> “IAP helps Apple efficiently collect a commission” — for payment processing, but also customer service and the use of Apple’s intellectual property. Without in-app purchases, “we would have to come up with another system to invoice developers, which I think would be a mess.” If Apple let developers tell users about other payment methods, Cook said later, “we would in essence give up our total return on our IP.”
Apple doesn't provide payment processing, customer service or anything on payments made using other payment methods, so there's nothing to invoice developers for. They also already charge developers a yearly fee for a developer account.
Am I misunderstanding the argument, does the article misrepresent it, or does it just not make sense?
> If Apple let developers tell users about other payment methods, Cook said later, “we would in essence give up our total return on our IP.”

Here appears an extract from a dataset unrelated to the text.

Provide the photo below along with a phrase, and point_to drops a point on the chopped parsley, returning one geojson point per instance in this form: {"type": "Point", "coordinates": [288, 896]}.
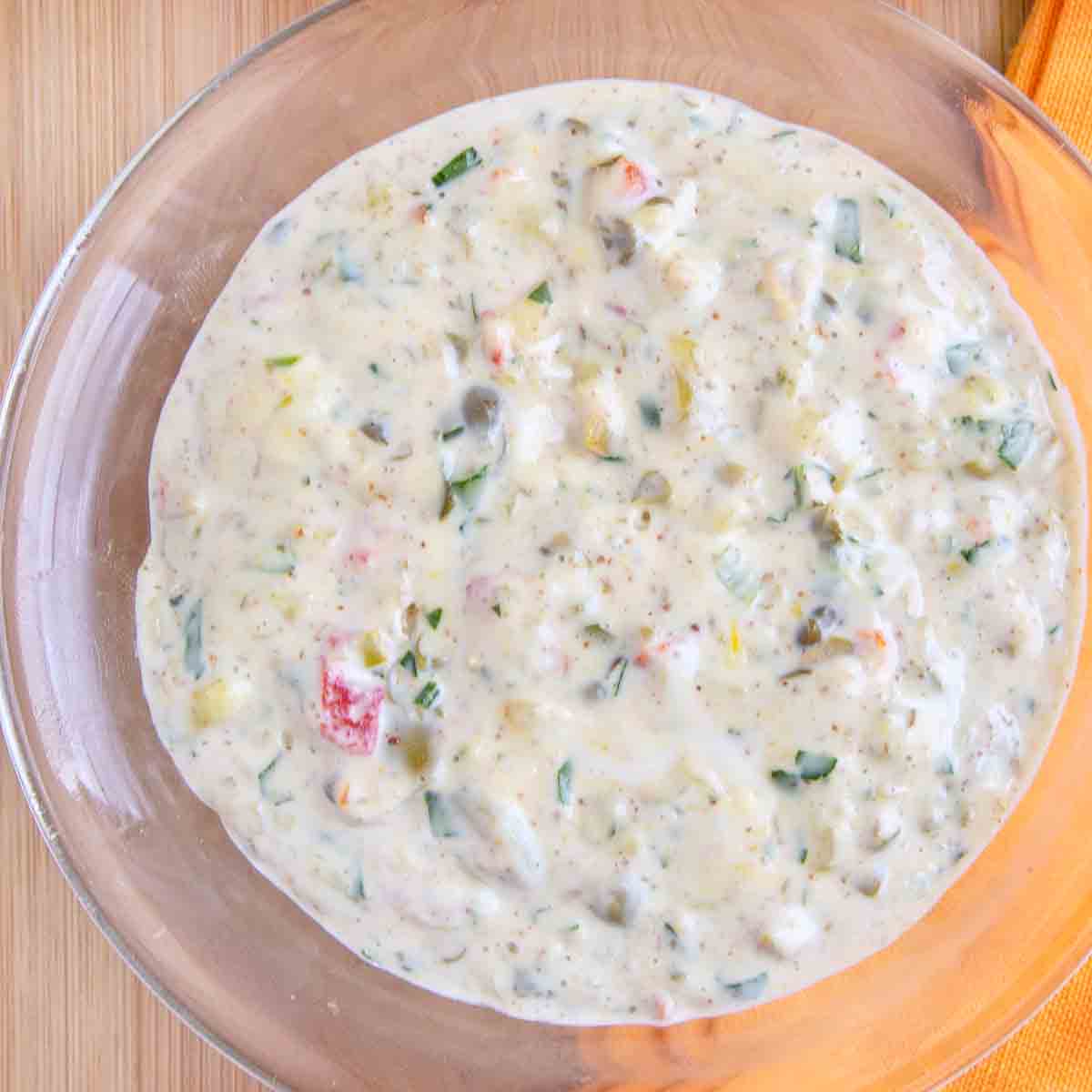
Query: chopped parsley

Apple believes ("insists"?) that they deserve a cut of your app's revenue--however you might collect the money--because your app is using their "IP" in the form of all the libraries and tooling they nigh unto force you to use to build apps that run on their phone; like, to them, UIKit (I presume), Metal (which many people are only using because Apple refused to implement OpenGL or Vulcan), and (this is rich) apparently even Xcode (wtf: that thing sucks ;P) is so awesome that they deserve 30% of your revenue, and they spent a bunch of time during their testimony trying to show the various ways Epic used--and even liked--their software.
The largest part of app store revenue is games, most games use only a small subset of Apple APIs, and very often only because Apple is not supporting industry standards (like Vulkan or OpenGL)
How is the parent comment at all relevant? Also, and feel free to think this is unrelated, why are so many having such a hard time understanding the basics of anti trust?
> because your app is using their "IP" in the form of all the libraries and tooling they nigh unto force you to use to build apps that run on their phone; like, to them, UIKit (I presume), Metal (which many people are only using because Apple refused to implement OpenGL or Vulcan), and (this is rich) apparently even Xcode
And say what you will about Xcode, but I’m literally building in Vapor 4 (server side Swift) with all of its warts because I experience trauma leaving Xcode. JetBrains and VSCode are painful to get to function like Xcode - but if there are any pointers to make it a better experience I’m al ears...
Edit: just to reiterate. Users want long battery life, fast compile times / snappy apps, better connectivity into life...
And honestly Apple has almost screwed itself executing perfectly on those demands in its native platform.
We forget at the end of the day we all (devs, manufacturers, etc) are working to bring value to a customer, who has other relationships with other suppliers. Those other relationships create multiple Pareto equilibriums based on the utility function of the customer... this case is trying to reweight (with more philosophical reason) how millions of customers have previously and consistently chosen to balance their decisions
I think that's a bit harsh. I'm quite able to be productive in both JetBrains products and in Xcode. I'd say JetBrains is superior due to the whole Intentions debugging system, but conceptual it is not a quantum leap between the two of them.
Really it’s not that specific - all the APIs and features is just back-solving to justify their core belief that iPhone is God’s gift to developers and the economy, and Apple deserves a cut of all (digital) commerce that happens on it.
They are measuring themselves with double standards. On one side they want to defend their App Store tax and its immense height by counting usage of APIs, the store's distribution bandwidth etc. as value the developer pays for via commissions. On the other side they advertise to the world how many millions of free apps they have in their store.
Either those free apps are somehow not using any of their IP, not consuming any bandwidth and not using any support resources, or the entire argument is BS.
For the customer service part, I suppose that if the user has any issue, they'll likely go to Apple first which can't do anything and make the user experience less ideal. As of today, they can refund the user which keeps them happy.
Apple doesn't provide payment processing, customer service or anything on payments made using other payment methods, so there's nothing to invoice developers for. They also already charge developers a yearly fee for a developer account.
Am I misunderstanding the argument, does the article misrepresent it, or does it just not make sense?